L’unité spéciale d’homicides notoires : tel était le nom improbable du nouveau groupe chargé d’enquêter sur des crimes « majeurs » au sein de la police basque. À sa tête, Ane Cestero, une jeune inspectrice dont la première mission sera de résoudre le meurtre atroce d’une journaliste de la télévision locale, âgée d’une cinquantaine d’années. Attachée sur une chaise sur une voie de chemin de fer, elle avait vu -et elle n’était pas la seule, le meurtrier ayant pris soin de retransmettre en direct la scène sur les réseaux sociaux- un train conduit par son propre époux lui foncer dessus.

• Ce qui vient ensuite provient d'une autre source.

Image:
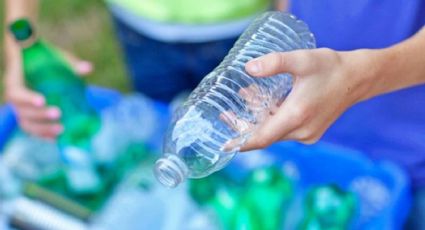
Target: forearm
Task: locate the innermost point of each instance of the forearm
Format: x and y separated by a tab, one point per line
15	9
396	67
281	5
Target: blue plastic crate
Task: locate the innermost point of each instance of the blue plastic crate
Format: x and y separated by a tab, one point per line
317	164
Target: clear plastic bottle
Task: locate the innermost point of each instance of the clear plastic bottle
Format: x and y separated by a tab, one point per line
229	104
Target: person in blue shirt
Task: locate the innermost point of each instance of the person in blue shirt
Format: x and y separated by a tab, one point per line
364	90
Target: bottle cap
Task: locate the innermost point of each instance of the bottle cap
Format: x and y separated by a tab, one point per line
21	29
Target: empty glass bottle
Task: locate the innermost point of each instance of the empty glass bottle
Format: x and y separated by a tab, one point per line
229	104
46	71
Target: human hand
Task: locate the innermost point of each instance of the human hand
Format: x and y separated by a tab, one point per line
326	83
34	116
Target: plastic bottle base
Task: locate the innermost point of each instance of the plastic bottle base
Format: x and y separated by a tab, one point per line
170	171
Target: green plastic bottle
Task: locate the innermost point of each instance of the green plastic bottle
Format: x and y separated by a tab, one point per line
268	195
328	207
46	71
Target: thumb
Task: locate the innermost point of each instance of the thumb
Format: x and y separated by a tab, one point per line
81	67
24	97
294	62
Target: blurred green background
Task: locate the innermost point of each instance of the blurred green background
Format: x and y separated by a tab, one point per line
84	28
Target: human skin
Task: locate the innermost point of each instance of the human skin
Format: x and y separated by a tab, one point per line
328	82
34	116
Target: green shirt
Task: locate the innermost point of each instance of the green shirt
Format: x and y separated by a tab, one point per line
193	11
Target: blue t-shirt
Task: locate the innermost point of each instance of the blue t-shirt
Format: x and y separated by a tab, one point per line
390	126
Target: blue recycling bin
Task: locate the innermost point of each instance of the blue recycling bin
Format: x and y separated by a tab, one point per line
317	164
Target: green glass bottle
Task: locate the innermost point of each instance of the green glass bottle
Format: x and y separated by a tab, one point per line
46	71
328	207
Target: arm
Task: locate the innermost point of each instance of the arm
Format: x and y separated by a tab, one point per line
33	114
328	82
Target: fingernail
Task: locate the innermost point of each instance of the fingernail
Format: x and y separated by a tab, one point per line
84	67
254	67
58	129
53	113
38	101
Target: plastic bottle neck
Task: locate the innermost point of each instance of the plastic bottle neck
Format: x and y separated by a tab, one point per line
170	171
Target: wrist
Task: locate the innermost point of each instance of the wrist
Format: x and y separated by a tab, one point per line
361	69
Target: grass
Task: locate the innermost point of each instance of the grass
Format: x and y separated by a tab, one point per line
83	28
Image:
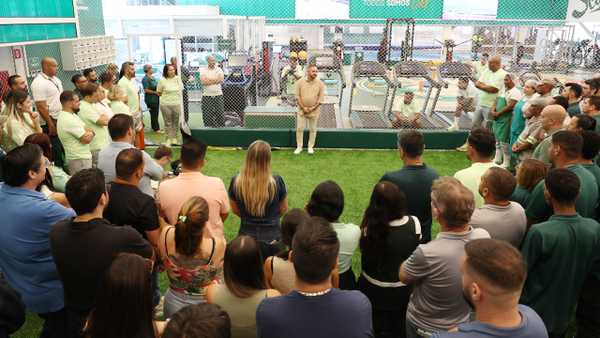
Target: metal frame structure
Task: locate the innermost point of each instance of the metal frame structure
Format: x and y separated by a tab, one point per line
408	42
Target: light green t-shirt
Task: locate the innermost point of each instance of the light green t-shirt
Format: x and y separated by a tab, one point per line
90	115
70	128
471	177
349	236
494	79
131	89
171	90
119	107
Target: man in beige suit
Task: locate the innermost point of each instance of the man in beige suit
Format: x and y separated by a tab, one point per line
310	93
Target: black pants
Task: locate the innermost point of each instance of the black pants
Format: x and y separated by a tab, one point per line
588	310
55	324
213	111
153	108
348	280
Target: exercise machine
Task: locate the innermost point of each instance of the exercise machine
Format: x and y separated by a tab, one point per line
366	76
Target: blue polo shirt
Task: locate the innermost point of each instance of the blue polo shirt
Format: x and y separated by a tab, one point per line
25	257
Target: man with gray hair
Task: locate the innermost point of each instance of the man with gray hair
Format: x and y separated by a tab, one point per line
531	136
213	106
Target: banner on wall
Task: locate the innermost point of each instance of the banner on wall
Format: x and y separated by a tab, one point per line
376	9
583	10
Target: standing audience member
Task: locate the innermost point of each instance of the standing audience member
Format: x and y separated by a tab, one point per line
310	93
501	218
128	83
12	310
559	254
389	236
572	93
493	278
490	84
553	118
123	306
279	270
319	309
46	89
94	120
21	120
193	259
79	81
213	106
436	303
565	152
27	218
480	149
529	173
170	89
518	119
244	287
414	179
257	196
501	113
151	97
129	206
120	128
173	193
202	320
73	134
56	178
532	135
327	201
90	75
84	247
591	107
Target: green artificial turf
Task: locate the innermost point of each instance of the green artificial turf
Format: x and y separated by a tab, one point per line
355	171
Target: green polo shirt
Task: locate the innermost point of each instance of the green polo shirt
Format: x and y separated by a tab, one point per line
70	127
541	151
559	254
131	89
539	210
90	115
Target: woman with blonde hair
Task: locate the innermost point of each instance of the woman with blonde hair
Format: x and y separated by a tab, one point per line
193	260
20	120
257	196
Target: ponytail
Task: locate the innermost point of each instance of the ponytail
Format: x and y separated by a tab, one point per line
190	226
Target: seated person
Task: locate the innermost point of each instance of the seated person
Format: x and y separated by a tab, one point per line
409	115
465	102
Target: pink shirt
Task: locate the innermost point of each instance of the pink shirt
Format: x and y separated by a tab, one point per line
173	193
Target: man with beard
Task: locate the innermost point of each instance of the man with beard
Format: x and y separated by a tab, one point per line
493	276
560	253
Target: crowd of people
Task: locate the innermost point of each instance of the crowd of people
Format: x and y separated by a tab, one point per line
84	241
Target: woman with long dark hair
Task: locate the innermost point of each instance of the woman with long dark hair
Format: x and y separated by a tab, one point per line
123	306
244	287
389	236
192	259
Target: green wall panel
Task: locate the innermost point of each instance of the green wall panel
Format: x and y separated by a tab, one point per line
532	9
37	8
268	8
35	32
418	9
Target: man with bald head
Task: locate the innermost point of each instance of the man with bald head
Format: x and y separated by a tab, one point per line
213	109
490	84
553	118
46	89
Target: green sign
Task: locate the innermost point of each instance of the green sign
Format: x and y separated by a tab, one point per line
418	9
36	9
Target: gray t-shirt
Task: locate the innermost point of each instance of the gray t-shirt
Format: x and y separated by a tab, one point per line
507	223
437	302
531	326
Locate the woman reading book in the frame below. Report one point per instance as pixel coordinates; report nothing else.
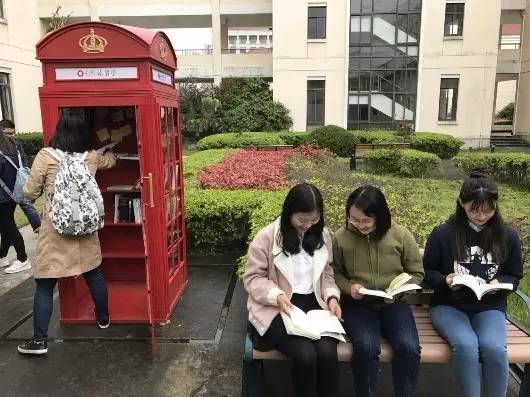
(474, 242)
(289, 266)
(370, 252)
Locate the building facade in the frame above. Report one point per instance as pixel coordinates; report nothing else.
(437, 65)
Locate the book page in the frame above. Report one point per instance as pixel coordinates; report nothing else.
(373, 292)
(403, 288)
(324, 321)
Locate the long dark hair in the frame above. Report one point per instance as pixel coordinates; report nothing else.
(303, 197)
(481, 189)
(372, 202)
(72, 134)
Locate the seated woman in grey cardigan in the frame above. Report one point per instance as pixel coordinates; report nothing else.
(289, 265)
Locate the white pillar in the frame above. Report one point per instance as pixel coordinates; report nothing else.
(216, 42)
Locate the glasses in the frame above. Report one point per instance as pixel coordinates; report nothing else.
(361, 222)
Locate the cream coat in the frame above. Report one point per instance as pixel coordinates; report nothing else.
(269, 273)
(57, 255)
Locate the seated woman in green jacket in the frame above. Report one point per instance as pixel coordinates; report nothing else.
(370, 251)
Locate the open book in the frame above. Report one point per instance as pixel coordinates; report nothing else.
(313, 324)
(397, 286)
(480, 289)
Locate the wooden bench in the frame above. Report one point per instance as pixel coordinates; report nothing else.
(268, 147)
(434, 349)
(361, 149)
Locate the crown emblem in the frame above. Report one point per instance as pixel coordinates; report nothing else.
(92, 43)
(163, 51)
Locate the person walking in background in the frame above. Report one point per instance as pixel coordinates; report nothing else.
(60, 255)
(9, 233)
(8, 128)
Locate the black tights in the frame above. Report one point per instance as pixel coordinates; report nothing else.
(9, 233)
(314, 362)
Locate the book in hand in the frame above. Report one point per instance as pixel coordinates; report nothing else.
(397, 286)
(480, 289)
(313, 324)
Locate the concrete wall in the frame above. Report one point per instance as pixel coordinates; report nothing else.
(522, 115)
(18, 35)
(475, 64)
(297, 59)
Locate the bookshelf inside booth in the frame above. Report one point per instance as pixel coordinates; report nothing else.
(122, 237)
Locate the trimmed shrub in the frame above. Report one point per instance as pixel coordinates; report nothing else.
(443, 145)
(512, 168)
(408, 162)
(32, 142)
(238, 140)
(414, 163)
(294, 138)
(336, 139)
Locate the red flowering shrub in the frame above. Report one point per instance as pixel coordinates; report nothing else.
(252, 169)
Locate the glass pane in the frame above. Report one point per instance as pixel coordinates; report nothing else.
(384, 6)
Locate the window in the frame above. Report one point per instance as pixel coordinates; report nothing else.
(448, 99)
(316, 22)
(316, 93)
(6, 105)
(454, 19)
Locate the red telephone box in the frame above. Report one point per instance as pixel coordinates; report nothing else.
(121, 79)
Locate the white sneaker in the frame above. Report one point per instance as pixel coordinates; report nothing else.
(4, 262)
(18, 266)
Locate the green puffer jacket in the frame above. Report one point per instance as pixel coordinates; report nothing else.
(357, 259)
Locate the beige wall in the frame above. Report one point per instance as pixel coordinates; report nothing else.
(295, 60)
(18, 37)
(475, 64)
(522, 115)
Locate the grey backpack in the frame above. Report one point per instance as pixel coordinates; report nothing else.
(77, 204)
(21, 178)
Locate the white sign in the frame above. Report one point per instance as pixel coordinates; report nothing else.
(161, 77)
(114, 73)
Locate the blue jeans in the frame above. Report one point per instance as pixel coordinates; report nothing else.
(364, 323)
(31, 213)
(43, 300)
(473, 336)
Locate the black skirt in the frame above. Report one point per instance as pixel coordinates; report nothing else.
(270, 339)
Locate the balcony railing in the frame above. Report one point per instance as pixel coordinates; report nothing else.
(194, 51)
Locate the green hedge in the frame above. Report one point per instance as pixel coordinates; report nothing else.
(512, 168)
(31, 142)
(238, 140)
(408, 162)
(443, 145)
(336, 139)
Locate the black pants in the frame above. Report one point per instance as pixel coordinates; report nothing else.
(365, 323)
(314, 362)
(9, 233)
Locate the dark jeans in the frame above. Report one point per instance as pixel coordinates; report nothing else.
(365, 323)
(31, 213)
(314, 362)
(43, 300)
(9, 233)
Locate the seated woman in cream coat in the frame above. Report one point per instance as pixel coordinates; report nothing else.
(289, 265)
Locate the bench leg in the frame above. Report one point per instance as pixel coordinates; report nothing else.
(524, 391)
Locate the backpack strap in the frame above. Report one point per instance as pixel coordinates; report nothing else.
(11, 161)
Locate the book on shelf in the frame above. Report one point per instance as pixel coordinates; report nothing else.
(313, 324)
(479, 288)
(397, 286)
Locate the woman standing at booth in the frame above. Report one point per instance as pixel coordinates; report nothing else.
(289, 265)
(474, 241)
(370, 251)
(61, 255)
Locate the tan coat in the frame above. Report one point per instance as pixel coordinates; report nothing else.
(57, 255)
(269, 273)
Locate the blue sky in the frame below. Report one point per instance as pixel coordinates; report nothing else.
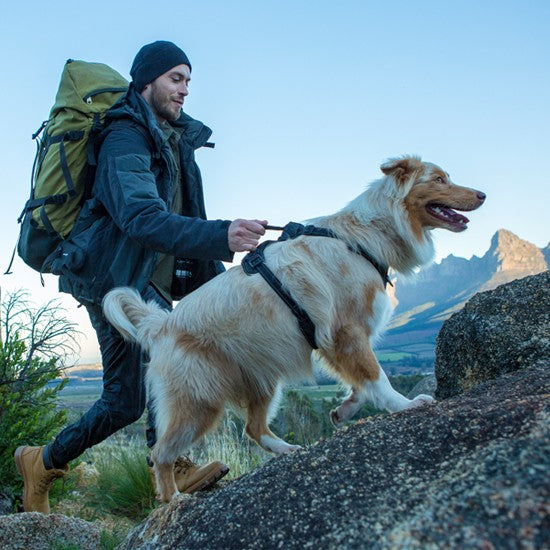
(307, 99)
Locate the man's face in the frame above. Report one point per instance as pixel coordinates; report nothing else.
(166, 94)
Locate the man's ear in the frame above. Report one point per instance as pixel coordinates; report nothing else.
(401, 169)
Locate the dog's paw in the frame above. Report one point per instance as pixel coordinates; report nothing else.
(277, 446)
(420, 401)
(337, 422)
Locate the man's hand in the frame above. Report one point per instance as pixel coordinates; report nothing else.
(243, 235)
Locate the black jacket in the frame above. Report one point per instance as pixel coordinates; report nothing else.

Au sein de la nouvelle unité, tout n’est pas rose : même si tous travaillent d’arrache-pied pour mettre la main sur l’auteur de ce crime inédit, certains se seraient vus à la place d’Ane, aux commandes de l’équipe. Alors que d’anciennes histoires sentimentales minent une partie des relations au sein de l’unité, une autre femme est assassinée à Gernika, la ville qui semble au cœur de l’affaire. Moins spectaculaire, ce deuxième meurtre est toutefois rapidement relié à celui de la journaliste par la présence d’un bouquet de tulipes sur les lieux du crime.

Un roman scolaire

Premier roman traduit en français pour Ibun Martin, « La valse des tulipes » marque visiblement le début d’une nouvelle série consacrée à cette « Unité spéciale des homicides notoires ». Ne tournons pas autour du pot : s’il pourrait satisfaire un lecteur occasionnel de roman policier ou un amateur de thrillers sans âme, ce premier opus risque de très vite horripiler les plus exigeants. Un tueur en série qui signe ses meurtres d’une fleur très difficile à faire pousser, une enquête qui plonge dans le passé récent de l’Espagne (le Franquisme), un couvent où d’acariâtres nonettes se croient exemptées des obligations que la loi impose au commun des mortels : tout cela ne suffit pas à accoucher d’un « page turner » comme le clame un peu vite le quatrième de couverture. Pas désagréable à suivre en tant que telle, l’enquête se voit plombée par des personnages très légers, monolithiques (le père de Ane représentant à cet égard un sommet du genre : fainéant, joueur, sexiste, menteur et violent avec sa femme) lorsqu’ils ne sont pas animés de bons sentiments dignes d’un roman de Danielle Steele. Les rebondissements se révèlent majoritairement attendus, alors que les scènes d’action, lymphatiques ou avortées, manquent cruellement de capacité évocatrice. Ajoutez à cela des tics de langage agaçants et une propension à l’étalage des spécialités locales -géographiques, culinaires et sociologiques- parfaitement artificielle, et vous atteignez un point de basculement. Là où la maison d’édition d’Arles avait plutôt eu la main heureuse en dénichant des auteurs hispaniques prometteurs (Victor del Arbol, Mikel Santiago ou Agustin Martinez), elle semble avoir ici opéré à l’aveugle : trop long, scolaire, dénué d’humour et de souffle, « La valse des tulipes » ne donne pas envie d’entrer dans la danse d’un deuxième tome.